Dionisio Gutiérrez se refiere a la crisis política en la que vive Venezuela al mando de Nicolás Maduro.

Cuando el poder ha despojado al ciudadano de sus libertades, ha pisoteado su dignidad y le ha forzado a llegar a extremos infrahumanos por la carencia de todo, los ciudadanos se levantan.

Es posible que cuando salgan estas letras a la luz pública, Nicolás Maduro ya no sea el dictador de Venezuela. Podría haber renunciado y huido al exilio, a Cuba, Irán o Corea del Norte. Es también posible que le hayan dado un golpe de Estado y que le pongan en la cárcel para luego ser juzgado por los crímenes que ha cometido. O incluso, es posible que se de un levantamiento popular, una revolución o incluso una guerra civil, en la que Maduro pierde o pierde.

«Solo el pueblo salva al pueblo», y esto en la Venezuela de hoy, es más verdad que nunca».

No estoy pronosticando, auspiciando, anunciando ni siendo ave de “buen o mal agüero” ni mucho menos. Simplemente estoy siendo consecuente con la historia. Así es, a través de la historia de la humanidad, cuando el poder político   y militar ha despojado al ciudadano de sus libertades, ha pisoteado su dignidad y le ha forzado a llegar a extremos infrahumanos por la carencia de todo, los ciudadanos se levantan, el poder militar se divide y el poder del pueblo se hace sentir.

Cuando se han violentado todos los derechos naturales y legales del ciudadano se cumple aquel refrán que dice que “no hay mal que dure cien años ni pueblo que lo aguante”. Una y otra vez, las naciones se han sublevado y han reivindicado su dignidad y rescatado su libertad. Es cuestión de tiempo. Y a Venezuela le llegó.

Hoy en el mundo hay más naciones libres y democráticas que nunca en la historia. Y la tendencia es esa. Quedan algunos pueblos que viven bajo la bota de la tiranía, el crimen y la locura. Pero cada día esto es más absurdo e insostenible. Y después de 17 años del secuestro de la democracia en Venezuela esto es evidente.

La historia reciente de Venezuela tendrá varios capítulos que serán la vergüenza del mundo occidental y una ofensa a los verdaderos valores democráticos.

Se puede entender que un pueblo se equivoque, incluso varias veces, especialmente, cuando en una nación con altos niveles de pobreza, corrupción e incompetencia, como era la Venezuela antes del “chavismo”, aparece un gritón populista de estos que mienten y ofrecen lo que saben que no cumplirán, y engañan al pueblo para llegar al poder.
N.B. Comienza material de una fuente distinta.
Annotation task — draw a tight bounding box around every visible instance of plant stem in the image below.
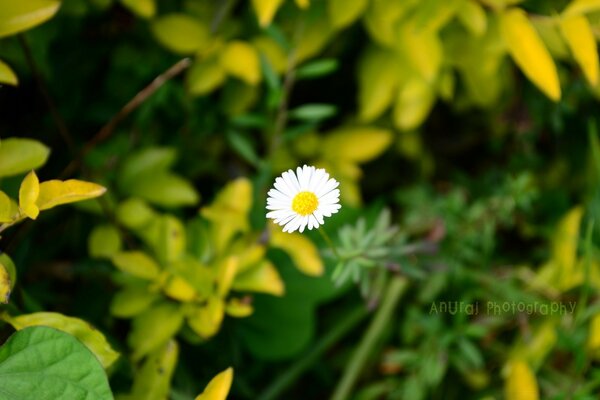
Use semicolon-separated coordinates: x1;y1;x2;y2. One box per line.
331;276;408;400
257;307;368;400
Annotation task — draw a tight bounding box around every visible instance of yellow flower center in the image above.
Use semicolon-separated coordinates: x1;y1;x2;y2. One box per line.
292;192;319;216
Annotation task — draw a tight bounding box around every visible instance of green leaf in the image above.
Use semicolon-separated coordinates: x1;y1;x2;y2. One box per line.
151;14;210;54
3;312;119;368
128;172;200;207
0;326;113;400
88;225;122;258
0;60;19;86
289;104;337;121
0;0;60;37
36;179;106;211
0;138;50;178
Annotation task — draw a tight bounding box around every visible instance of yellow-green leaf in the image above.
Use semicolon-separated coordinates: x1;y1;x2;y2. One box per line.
394;77;436;131
4;312;119;368
36;179;106;211
270;228;323;276
121;0;156;18
111;251;160;280
0;138;50;178
186;59;226;96
131;340;179;400
504;359;539;400
500;8;560;101
0;0;60;37
327;0;369;29
219;40;261;85
196;367;233;400
151;14;210;54
560;15;598;86
252;0;283;27
321;126;393;163
0;60;19;86
19;171;40;219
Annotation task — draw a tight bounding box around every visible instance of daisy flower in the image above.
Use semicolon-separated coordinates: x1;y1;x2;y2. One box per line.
267;165;342;232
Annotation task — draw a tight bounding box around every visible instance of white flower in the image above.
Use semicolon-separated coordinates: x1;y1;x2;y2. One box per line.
267;165;342;232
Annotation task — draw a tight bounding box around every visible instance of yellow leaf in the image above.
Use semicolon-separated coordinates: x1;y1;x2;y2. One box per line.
187;296;225;339
0;0;61;37
186;59;226;96
252;0;283;27
504;359;539;400
232;260;284;296
121;0;156;19
0;60;19;86
270;229;323;276
151;14;210;54
560;15;598;86
4;312;119;368
220;40;261;85
358;48;403;122
19;171;40;219
327;0;369;29
500;8;560;101
111;251;160;280
321;126;393;163
196;367;233;400
394;77;435;131
36;179;106;211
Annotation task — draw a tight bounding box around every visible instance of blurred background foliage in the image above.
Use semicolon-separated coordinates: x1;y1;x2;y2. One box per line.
0;0;600;400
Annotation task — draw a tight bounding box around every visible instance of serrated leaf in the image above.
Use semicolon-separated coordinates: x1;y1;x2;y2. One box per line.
500;8;560;101
4;312;119;368
0;326;113;400
151;14;210;54
0;60;19;86
560;15;598;86
36;179;106;211
0;138;50;178
0;0;61;37
195;367;233;400
19;171;40;219
219;40;261;85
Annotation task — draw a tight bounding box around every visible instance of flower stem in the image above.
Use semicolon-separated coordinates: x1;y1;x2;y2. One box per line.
331;276;408;400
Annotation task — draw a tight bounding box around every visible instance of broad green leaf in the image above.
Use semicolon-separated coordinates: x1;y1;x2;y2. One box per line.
186;59;227;96
151;14;211;54
131;340;179;400
36;179;106;211
4;312;119;368
111;251;160;280
195;367;233;400
88;225;122;258
269;228;323;276
19;171;40;219
0;0;60;37
321;126;393;163
121;0;156;19
0;60;19;86
127;172;200;207
0;138;50;178
394;78;436;131
252;0;283;27
0;326;113;400
127;302;183;360
560;15;598;86
500;8;560;101
219;40;261;85
358;48;403;122
504;359;539;400
110;286;161;318
327;0;369;29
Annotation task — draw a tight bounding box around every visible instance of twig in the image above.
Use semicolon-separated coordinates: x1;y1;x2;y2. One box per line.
61;58;192;177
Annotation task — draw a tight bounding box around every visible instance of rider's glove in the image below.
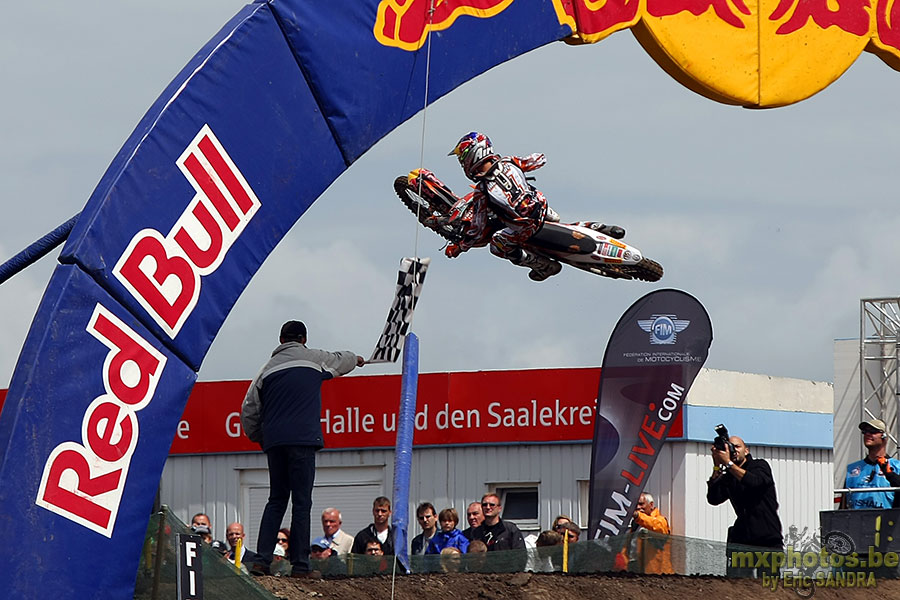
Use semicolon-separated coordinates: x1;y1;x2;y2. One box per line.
444;244;463;258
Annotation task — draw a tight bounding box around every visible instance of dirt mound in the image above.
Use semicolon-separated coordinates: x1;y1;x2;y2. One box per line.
257;573;900;600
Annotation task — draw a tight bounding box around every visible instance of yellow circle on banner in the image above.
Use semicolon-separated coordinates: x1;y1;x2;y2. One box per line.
632;0;871;108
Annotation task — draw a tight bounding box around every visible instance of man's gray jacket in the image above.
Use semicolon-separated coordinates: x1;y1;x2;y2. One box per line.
241;342;356;450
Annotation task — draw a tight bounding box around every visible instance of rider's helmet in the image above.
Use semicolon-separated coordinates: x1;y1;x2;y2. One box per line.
447;131;497;181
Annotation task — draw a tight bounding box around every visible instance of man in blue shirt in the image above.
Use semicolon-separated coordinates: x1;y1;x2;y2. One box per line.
841;419;900;509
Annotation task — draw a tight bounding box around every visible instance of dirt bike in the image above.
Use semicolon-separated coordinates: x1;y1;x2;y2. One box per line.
394;169;663;281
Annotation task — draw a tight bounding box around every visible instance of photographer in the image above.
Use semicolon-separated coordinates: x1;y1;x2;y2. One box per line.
841;419;900;509
706;426;784;577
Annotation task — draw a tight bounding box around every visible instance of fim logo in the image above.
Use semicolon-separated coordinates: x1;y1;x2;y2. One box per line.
638;315;691;344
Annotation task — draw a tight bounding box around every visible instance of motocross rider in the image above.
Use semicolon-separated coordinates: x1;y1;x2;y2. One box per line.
444;131;625;281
Una vez en el poder, asfixian y capturan las instituciones y convierten al pueblo en prisionero, lo ponen de rodillas, lo humillan, lo reprimen y lo llevan a extremos como los que hoy vive Venezuela.

Lo que no se puede entender es la hipocresía, el silencio y la cobardía de las naciones del mundo occidental o la complicidad de organizaciones como la Organización de los Estados Americanos, la OEA, que hasta ahora, tímidamente, empieza a reaccionar; y así, tantas otras que han dejado solo y a la deriva al pueblo venezolano.

En un mundo ideal, debiéramos estar viendo un levantamiento internacional de naciones protestando por la profunda y grave crisis a la que Maduro ha llevado a Venezuela; el país rico más pobre del mundo; y exigiendo una salida pacífica y democrática.

Los pronósticos hoy indican que el costo en vidas y derramamiento de sangre podría ser muy alto si se deja solo al pueblo venezolano. Un pueblo que, a pesar de la soledad, triunfará y rescatará su democracia y su libertad. Pero las vidas perdidas y la sangre derramada pesarán sobre las naciones que callaron.

Es cierto que en el mundo hay voces que se escuchan para protestar contra Maduro y su organización criminal pero son aisladas y escasas. La evidencia y la historia no perdonarán el silencio y la complicidad. Estamos a tiempo de que se escuche la voz de todos los que queremos libertad y democracia para Venezuela.

Es posible que cuando salgan estas letras a la luz pública, no se haya dado el gran cambio en Venezuela, pero de que está cerca, no tengo duda alguna.